My Full, Broken Heart

Four years ago, my soulmate dog died. Jake was 16. The family spent his last day together. Then at 2:30pm, I carried my beloved to the car, drove him up the road to the vet's office, and stroked him as life left his body. My heart was broken.

My oldest daughter, Jess, grew up with Jake. As I took him from her lap to carry him to his death, she sobbed that she never wanted another dog. That she couldn't bear this heartbreak again.

Life goes on. As it does.

This week, Jess and I moved her stuff from her dorm room into her first apartment. Next week, she is off to Europe for her first big trip without me. My first born is flying, literally and figuratively. For the rest of my life, I will be her safety net, her support, her foundation. I hope she always wants me but rarely needs me. My heart is full of love and admiration. And it is broken.

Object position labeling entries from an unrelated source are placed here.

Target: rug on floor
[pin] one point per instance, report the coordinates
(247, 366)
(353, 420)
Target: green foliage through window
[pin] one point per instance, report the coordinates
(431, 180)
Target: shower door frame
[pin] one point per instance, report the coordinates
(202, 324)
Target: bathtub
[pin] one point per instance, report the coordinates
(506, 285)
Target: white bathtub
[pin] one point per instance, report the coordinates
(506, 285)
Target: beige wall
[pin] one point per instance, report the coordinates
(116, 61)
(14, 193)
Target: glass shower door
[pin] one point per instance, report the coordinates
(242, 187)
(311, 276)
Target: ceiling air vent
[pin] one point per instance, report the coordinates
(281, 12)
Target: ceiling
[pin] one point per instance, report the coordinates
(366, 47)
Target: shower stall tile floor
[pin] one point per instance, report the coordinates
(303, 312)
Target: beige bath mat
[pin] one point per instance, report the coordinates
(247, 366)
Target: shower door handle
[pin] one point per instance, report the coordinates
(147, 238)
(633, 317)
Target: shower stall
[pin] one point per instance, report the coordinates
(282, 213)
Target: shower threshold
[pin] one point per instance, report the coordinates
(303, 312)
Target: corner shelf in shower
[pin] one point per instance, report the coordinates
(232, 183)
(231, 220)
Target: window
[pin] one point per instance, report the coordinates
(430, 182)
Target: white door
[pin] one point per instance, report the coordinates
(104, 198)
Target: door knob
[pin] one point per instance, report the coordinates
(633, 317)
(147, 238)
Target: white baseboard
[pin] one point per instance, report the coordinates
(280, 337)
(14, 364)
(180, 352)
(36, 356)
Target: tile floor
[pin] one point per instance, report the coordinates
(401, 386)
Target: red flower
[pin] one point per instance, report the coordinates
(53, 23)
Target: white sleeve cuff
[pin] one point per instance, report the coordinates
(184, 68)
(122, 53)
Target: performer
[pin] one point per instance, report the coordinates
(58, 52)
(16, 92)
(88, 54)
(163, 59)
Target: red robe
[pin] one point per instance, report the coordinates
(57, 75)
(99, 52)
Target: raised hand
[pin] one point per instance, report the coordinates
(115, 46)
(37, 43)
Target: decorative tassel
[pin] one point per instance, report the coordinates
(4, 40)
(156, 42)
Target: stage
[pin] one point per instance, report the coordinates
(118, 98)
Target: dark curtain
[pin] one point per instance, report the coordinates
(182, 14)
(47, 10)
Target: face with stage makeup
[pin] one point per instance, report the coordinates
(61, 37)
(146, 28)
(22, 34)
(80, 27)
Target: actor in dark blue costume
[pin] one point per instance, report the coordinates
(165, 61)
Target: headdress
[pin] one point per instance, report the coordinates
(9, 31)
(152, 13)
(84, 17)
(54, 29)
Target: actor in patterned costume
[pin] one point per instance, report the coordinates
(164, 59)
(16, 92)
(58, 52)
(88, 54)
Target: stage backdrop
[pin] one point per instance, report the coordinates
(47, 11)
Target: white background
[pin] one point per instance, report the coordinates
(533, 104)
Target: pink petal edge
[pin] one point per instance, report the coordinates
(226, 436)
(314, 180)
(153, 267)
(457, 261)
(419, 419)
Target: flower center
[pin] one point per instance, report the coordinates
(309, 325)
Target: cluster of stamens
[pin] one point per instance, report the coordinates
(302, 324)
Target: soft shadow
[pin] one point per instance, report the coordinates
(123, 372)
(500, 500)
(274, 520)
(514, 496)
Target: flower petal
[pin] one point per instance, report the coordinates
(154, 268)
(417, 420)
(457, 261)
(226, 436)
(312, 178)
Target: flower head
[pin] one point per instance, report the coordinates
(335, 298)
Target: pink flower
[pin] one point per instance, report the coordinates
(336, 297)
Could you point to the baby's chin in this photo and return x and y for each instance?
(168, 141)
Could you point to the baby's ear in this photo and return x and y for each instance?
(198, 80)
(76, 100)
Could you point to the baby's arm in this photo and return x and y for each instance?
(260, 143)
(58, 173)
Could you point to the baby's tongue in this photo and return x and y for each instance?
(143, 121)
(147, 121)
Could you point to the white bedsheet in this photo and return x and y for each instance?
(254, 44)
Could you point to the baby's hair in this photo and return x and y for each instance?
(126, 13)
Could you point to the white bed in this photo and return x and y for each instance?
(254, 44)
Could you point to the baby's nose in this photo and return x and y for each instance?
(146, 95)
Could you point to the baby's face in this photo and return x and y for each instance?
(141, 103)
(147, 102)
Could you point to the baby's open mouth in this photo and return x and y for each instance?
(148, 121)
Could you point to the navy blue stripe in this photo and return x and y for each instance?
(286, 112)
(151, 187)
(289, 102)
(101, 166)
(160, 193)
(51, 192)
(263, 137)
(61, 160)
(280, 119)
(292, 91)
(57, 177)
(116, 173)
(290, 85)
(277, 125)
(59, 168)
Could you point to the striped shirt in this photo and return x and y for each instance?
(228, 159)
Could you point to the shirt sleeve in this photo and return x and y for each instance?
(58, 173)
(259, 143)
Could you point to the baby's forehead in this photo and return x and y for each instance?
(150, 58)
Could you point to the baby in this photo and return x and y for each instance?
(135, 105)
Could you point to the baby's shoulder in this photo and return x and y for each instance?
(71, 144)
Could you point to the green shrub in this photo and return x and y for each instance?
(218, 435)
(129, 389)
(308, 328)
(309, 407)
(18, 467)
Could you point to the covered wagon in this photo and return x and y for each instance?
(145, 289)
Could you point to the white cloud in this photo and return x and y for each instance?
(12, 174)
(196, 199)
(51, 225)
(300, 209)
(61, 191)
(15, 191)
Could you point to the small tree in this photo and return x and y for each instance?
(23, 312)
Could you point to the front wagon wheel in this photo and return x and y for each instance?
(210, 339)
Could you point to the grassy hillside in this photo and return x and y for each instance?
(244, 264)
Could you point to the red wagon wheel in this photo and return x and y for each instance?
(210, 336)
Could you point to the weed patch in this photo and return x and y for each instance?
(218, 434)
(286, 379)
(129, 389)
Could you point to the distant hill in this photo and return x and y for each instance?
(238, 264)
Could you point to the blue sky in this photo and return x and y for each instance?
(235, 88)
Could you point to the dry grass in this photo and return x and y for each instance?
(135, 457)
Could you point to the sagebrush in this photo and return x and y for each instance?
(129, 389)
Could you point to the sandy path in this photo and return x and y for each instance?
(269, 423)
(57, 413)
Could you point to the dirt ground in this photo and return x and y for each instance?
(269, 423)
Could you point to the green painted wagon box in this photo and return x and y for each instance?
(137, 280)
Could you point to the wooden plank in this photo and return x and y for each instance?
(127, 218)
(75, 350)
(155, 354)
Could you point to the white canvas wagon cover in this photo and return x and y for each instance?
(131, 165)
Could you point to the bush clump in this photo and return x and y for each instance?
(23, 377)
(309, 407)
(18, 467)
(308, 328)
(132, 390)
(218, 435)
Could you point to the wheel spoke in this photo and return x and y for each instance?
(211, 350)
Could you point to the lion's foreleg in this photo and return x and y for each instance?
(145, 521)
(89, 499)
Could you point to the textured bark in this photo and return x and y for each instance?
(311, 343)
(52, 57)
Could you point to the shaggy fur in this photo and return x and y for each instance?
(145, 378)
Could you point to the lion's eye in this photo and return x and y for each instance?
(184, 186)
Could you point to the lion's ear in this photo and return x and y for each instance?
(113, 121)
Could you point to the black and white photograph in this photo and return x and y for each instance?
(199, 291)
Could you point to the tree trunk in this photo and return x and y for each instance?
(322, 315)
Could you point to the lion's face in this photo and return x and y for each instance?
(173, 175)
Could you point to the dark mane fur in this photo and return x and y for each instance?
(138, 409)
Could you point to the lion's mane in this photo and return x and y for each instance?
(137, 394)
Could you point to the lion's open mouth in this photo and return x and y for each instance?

I remember the day that I picked Jake up from the Calgary airport to bring him home. He was four months old and full of the love that he would continue to exude every day for the next 16 years. I remember the day that I found out I was pregnant with Jess, and the day she was born, and her first word, Jake. My heart was full to bursting in those moments. In those moments, the seeds of my heartbreak were sown. 

The price of joy is pain. Because everything comes to an end one way or another. So bring on the fucking pain. Because I want as much joy as I can cram into my life. Bring on new loves. Bring on puppies and baby bunnies.